Thanks to everyone for the good discussion last night at Chad Black’s lecture and workshop! This post contains some thoughts about both, with an invitation to you to share your own reactions.

The Lecture: I thought it was interesting that some of the same challenges that have come up earlier in this course, like how to categorize ambiguous historical realities, came up again in this talk. To me it was also interesting to hear Chad talk about how digital visualizations of his data were actually critical to exposing the limitations of the data in a way that close readings of a few documents might not.

The Workshop: Much of our conversation centered around how to think of digital history or history “programming” as an approach to problem-solving, a way to address specific obstacles or speed bumps that might arise as part of your workflow as an historian. Chad also shared with us how the problem of “archival abundance” (i.e., returning home with thousands of digital photos) led him into scripting for the first time. Have you also encountered this problem of archival abundance in your work? Are there “problems” in your workflow that you are now thinking about tackling with computational methods? Did Chad’s experience give you a sense of how someone might move from “hacking” workflow problems to using the same tools for preliminary research or substantive questions about historical content?

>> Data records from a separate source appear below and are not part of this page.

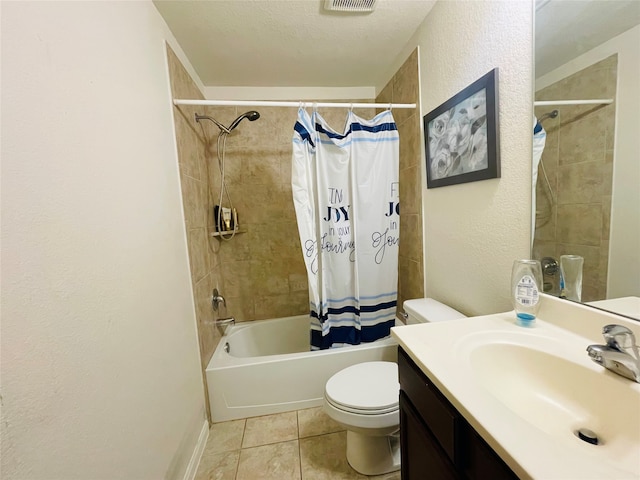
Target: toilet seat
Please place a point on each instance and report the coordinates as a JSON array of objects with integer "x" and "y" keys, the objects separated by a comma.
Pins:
[{"x": 369, "y": 388}]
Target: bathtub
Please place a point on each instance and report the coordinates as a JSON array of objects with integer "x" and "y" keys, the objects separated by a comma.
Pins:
[{"x": 268, "y": 368}]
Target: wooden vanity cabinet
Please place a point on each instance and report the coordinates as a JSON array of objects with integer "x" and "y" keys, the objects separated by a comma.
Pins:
[{"x": 436, "y": 441}]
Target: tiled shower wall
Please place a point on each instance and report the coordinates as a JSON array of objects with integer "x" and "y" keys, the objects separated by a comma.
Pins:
[
  {"x": 204, "y": 256},
  {"x": 403, "y": 88},
  {"x": 578, "y": 160}
]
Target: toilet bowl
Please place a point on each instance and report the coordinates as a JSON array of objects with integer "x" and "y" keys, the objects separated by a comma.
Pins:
[{"x": 364, "y": 399}]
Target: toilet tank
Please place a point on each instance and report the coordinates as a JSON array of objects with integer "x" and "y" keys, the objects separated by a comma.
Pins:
[{"x": 424, "y": 310}]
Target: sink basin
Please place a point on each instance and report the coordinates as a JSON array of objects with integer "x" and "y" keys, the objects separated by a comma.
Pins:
[
  {"x": 526, "y": 391},
  {"x": 560, "y": 396}
]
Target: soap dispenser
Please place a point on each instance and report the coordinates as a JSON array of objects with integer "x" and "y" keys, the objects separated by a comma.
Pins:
[{"x": 526, "y": 281}]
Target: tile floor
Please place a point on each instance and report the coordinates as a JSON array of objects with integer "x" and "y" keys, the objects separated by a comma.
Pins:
[{"x": 301, "y": 445}]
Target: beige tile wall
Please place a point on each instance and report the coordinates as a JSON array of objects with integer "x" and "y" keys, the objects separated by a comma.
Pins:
[
  {"x": 196, "y": 196},
  {"x": 578, "y": 159},
  {"x": 403, "y": 88},
  {"x": 261, "y": 270}
]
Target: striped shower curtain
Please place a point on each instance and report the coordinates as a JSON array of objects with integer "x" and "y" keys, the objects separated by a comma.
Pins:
[{"x": 345, "y": 192}]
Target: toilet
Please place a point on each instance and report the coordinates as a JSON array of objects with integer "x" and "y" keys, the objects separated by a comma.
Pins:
[{"x": 364, "y": 399}]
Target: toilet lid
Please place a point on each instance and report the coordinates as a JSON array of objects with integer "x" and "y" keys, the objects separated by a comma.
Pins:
[{"x": 370, "y": 387}]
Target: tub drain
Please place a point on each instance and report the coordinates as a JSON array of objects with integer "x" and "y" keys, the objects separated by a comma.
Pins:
[{"x": 588, "y": 436}]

Please post your comments about any of this (or anything else that the visit prompted for you). Also, you may also want to read more about Chad’s clustering techniques on Digital Humanities Now.

5 Responses to Debriefing

  1. I liked how Chad offered perspectives from the high-tech and low-tech side of how digital history can be applied to research. Whenever research is completed in a short amount of time (like how he collected thousands of photos in 10 days), there are going to be huge organizational issues to deal with later on. I thought it was interesting that he showed our class not only how to use Python to do very specialized functions, but also offered general tips accessible to all digital researchers (e.g. label your files so that if they are displaced to another folder, you still understand what they are.) Since I have no prior knowledge of computer science specifics, even basic (but not immediately obvious) tips like we talked about are going to be very useful moving forward.

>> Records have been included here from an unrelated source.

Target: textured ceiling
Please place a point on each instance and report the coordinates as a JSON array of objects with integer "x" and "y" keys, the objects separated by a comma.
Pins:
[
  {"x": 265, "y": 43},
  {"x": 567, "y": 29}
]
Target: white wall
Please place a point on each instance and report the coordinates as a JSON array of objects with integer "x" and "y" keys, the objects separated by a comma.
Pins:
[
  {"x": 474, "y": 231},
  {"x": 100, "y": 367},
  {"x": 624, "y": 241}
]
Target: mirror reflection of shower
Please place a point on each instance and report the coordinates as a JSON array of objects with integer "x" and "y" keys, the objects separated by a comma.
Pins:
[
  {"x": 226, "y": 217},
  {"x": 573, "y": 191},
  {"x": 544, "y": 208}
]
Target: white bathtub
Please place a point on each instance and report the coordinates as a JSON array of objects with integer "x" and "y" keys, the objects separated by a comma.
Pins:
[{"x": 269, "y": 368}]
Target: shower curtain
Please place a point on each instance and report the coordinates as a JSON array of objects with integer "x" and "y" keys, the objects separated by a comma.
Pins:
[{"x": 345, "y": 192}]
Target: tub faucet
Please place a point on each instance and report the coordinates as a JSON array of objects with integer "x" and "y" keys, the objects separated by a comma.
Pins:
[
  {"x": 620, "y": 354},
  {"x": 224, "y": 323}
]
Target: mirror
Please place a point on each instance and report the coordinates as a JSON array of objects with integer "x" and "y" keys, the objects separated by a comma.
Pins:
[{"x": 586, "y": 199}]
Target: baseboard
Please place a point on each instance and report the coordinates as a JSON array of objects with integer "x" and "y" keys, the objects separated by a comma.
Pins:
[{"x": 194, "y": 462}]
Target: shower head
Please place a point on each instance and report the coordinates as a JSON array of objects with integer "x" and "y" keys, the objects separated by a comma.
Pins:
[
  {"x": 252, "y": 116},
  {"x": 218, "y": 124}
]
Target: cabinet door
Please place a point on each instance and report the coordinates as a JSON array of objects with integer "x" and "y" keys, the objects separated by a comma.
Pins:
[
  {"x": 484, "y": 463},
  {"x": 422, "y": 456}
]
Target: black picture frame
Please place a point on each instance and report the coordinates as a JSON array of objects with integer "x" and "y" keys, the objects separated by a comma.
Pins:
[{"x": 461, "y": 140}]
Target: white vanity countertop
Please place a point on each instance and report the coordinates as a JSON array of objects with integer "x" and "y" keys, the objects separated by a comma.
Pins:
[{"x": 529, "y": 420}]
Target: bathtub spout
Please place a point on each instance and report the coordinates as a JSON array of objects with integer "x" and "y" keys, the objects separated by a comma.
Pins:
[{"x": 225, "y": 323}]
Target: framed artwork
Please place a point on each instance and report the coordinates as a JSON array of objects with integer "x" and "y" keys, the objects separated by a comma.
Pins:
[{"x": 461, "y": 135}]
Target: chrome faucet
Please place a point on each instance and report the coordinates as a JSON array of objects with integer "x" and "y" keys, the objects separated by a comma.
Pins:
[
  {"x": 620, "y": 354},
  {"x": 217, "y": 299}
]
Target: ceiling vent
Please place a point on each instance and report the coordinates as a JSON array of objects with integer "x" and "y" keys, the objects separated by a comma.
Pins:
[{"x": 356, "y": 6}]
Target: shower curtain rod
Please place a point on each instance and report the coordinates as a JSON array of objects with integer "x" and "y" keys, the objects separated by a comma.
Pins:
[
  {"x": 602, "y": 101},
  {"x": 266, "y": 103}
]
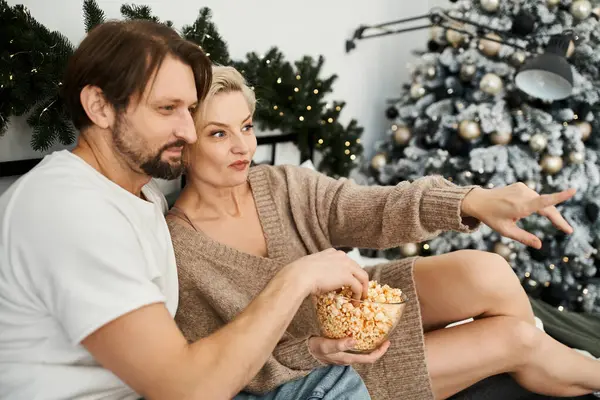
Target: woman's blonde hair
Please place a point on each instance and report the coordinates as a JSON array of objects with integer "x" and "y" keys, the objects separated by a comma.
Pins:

  2. Since I wasn’t able to attend Chad Black’s talk, I’m trying to piece together what all was discussed through this post as well as twitter–it’s amazing how much information can be put out by a couple of people tweeting in 160 characters! What I’ve found particularly interesting is this tweet: “@parezcoydigo: Is deep archival knowledge/familiarity a predecessor or product of text mining for historians? #dhtopic” #ricedh.” I’d like to couple this with the idea of “archival abundance” and combatting it through computational methods. If you’re creating keywords/categories for your evidence, how important is it to know what you’re looking at, as opposed to what you’re looking for? By simply plucking this tweet out of obscurity, I might have missed another aspect of the conversation, but I’m not convinced that it has to be either/or. I feel as though knowledge of the archive is necessary to make research effective and efficient, but that after you’ve examined your evidence, you’ll know it ten times better. And if you don’t combine what you think your terms/categories should be with what the archive provides you with, how effective is your method?

  3. While I also unfortunately missed the lecture and discussion afterwards, one point that Caleb mentioned in the debriefing caught my eye: the idea that a visualization can reveal limitations on the data. Yet might an image also reveal limitations on the methodology of gathering that data? Correspondingly, could a data visualization reveal additional helpful variations on methodology, variations that would expand, confirm, or deny the assertions gathered by other methods?

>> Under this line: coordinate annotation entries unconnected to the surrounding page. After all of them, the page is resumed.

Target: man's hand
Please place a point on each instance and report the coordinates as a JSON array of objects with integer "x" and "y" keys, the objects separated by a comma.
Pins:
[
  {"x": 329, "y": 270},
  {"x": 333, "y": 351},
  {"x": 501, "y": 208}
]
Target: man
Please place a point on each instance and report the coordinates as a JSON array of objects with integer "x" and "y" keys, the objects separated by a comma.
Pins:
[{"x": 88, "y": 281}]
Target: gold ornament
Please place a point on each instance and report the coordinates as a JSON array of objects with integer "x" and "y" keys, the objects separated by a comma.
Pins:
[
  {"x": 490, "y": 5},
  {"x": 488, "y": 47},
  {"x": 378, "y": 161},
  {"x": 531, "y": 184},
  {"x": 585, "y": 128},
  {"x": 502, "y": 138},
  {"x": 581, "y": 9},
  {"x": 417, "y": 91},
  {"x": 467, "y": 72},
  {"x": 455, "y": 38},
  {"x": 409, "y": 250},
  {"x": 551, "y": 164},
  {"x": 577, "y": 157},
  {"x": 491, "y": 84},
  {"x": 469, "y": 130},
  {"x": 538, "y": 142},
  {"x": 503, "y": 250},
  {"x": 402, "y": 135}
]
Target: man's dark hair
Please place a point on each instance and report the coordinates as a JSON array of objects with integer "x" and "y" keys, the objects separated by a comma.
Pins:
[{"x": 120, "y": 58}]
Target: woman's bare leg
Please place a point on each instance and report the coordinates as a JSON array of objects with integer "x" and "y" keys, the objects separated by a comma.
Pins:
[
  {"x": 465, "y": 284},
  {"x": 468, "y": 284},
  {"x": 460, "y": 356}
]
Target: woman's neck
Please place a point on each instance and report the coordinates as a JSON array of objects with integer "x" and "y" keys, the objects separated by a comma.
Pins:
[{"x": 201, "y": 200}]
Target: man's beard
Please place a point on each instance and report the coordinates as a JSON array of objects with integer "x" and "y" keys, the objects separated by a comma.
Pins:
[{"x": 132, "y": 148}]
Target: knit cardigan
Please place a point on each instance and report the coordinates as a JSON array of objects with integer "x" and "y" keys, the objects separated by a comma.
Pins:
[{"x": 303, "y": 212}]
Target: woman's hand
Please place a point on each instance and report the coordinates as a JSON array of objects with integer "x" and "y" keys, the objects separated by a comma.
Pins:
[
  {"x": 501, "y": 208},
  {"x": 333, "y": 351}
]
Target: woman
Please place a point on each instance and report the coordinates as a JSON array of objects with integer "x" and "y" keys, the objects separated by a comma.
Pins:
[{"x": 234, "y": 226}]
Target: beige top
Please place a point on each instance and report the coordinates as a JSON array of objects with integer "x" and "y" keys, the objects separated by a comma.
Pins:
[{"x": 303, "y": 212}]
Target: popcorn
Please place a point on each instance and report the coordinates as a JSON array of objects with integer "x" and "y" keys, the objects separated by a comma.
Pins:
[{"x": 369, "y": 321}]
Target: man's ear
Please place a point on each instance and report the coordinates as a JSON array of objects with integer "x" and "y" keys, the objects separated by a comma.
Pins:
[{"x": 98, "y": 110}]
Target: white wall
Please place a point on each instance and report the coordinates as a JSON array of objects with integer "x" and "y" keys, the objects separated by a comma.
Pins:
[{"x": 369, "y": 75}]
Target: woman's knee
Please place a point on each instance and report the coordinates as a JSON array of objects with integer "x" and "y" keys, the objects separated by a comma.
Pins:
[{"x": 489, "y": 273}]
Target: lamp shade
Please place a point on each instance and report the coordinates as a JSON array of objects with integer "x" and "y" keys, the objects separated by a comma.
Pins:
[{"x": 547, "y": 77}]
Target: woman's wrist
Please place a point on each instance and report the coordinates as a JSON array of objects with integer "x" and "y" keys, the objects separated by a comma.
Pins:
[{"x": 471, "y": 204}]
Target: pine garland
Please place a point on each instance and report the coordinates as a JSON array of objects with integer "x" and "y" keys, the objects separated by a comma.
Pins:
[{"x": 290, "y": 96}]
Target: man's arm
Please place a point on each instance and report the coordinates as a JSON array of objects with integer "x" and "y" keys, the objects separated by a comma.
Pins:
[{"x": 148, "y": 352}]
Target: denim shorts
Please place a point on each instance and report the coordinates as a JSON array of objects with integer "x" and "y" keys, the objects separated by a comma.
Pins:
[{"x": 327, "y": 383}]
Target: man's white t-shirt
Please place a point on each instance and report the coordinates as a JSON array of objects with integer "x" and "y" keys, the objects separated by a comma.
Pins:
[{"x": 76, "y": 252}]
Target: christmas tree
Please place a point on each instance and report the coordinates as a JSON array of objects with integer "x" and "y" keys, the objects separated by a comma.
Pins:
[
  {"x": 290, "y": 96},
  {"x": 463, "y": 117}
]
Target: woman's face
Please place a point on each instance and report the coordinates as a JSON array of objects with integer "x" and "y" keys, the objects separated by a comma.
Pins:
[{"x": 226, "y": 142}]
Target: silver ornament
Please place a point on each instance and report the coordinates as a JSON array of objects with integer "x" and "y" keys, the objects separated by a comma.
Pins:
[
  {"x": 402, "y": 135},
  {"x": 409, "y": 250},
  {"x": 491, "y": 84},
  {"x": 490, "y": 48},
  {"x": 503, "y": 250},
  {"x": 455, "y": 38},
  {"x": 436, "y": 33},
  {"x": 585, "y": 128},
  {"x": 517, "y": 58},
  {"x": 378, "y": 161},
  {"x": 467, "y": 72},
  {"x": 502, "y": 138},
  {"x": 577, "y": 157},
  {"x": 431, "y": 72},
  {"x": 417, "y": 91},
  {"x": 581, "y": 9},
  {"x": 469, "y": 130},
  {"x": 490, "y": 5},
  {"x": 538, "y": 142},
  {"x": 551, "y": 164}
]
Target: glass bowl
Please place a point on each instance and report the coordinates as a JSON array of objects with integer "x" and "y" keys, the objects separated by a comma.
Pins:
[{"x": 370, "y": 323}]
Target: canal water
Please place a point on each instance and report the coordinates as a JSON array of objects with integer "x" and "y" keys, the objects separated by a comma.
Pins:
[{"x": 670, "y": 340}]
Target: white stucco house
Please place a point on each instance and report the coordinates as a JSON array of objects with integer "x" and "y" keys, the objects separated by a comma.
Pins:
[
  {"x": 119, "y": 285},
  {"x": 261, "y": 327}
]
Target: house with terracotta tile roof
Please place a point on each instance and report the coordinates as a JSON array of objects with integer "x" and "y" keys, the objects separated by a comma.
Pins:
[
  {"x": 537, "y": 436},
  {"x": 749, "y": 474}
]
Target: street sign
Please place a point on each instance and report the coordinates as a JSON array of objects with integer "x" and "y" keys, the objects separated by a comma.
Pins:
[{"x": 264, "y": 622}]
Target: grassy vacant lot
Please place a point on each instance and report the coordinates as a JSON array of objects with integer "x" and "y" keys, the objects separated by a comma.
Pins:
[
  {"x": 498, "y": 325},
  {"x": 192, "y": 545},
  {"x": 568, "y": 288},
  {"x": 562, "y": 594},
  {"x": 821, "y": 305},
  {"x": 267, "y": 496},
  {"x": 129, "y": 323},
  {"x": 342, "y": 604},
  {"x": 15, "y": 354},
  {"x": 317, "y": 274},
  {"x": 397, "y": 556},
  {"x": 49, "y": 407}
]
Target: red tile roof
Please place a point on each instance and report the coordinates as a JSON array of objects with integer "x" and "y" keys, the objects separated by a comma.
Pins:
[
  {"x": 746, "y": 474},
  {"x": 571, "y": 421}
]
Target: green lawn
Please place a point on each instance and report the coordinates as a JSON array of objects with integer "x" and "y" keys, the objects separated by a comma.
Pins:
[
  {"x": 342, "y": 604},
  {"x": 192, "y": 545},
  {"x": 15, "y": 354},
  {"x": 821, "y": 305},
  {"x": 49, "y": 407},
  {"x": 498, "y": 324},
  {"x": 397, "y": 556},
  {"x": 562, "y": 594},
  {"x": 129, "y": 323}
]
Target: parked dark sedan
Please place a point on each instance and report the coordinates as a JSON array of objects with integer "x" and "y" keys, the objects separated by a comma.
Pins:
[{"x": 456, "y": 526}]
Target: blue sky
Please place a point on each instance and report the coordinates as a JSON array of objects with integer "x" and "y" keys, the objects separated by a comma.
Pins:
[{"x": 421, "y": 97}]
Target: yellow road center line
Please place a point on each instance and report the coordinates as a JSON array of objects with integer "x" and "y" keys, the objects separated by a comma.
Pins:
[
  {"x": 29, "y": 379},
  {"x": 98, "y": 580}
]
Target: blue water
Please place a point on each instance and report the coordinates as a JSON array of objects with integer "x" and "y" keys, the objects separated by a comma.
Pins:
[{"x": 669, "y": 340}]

    Chad’s clustering techniques that he presents on his DH Now blog are intriguing (if overwhelming), yet I — either fortunately or unfortunately — do not have the “overabundance” of material that it seems clustering requires. I wonder if clustering might be useful for one without a surplus of data?

  4. I thought it was really interesting to listen to Chad’s journey and learn how his own organizational methods eventually had to change as the project progressed and his individual journey to incorporating scripts into his work.

    I also definitely noticed the similarities to last time’s presentation, where labeling and categorization were both heavily emphasized even though it wasn’t something I had really thought too much about before taking the class. It’s fascinating to me to think about how those decisions can take the project in a totally different direction.

  5. Christian Hauser

    Chad was particularly fun to listen to during the workshop as he seemed so comfortable with the material. It was neat to see what initial observations he could make using purely computational methods on the data sets, in fact that made the topic much more interesting to me than it otherwise might have been. The clustering work set me thinking on application to other areas of interest as well.

    I was glad to see the ‘computers-are-a-tool humans-are-the-brain’ refrain repeated as we saw how the historian had to iteratively work through the process to get useful results and interpret them. This despite out science-fiction trained mentality that the machine takes over more and more of the work, the scholar is as involved as ever (he just might get a coffee break while the data is crunching).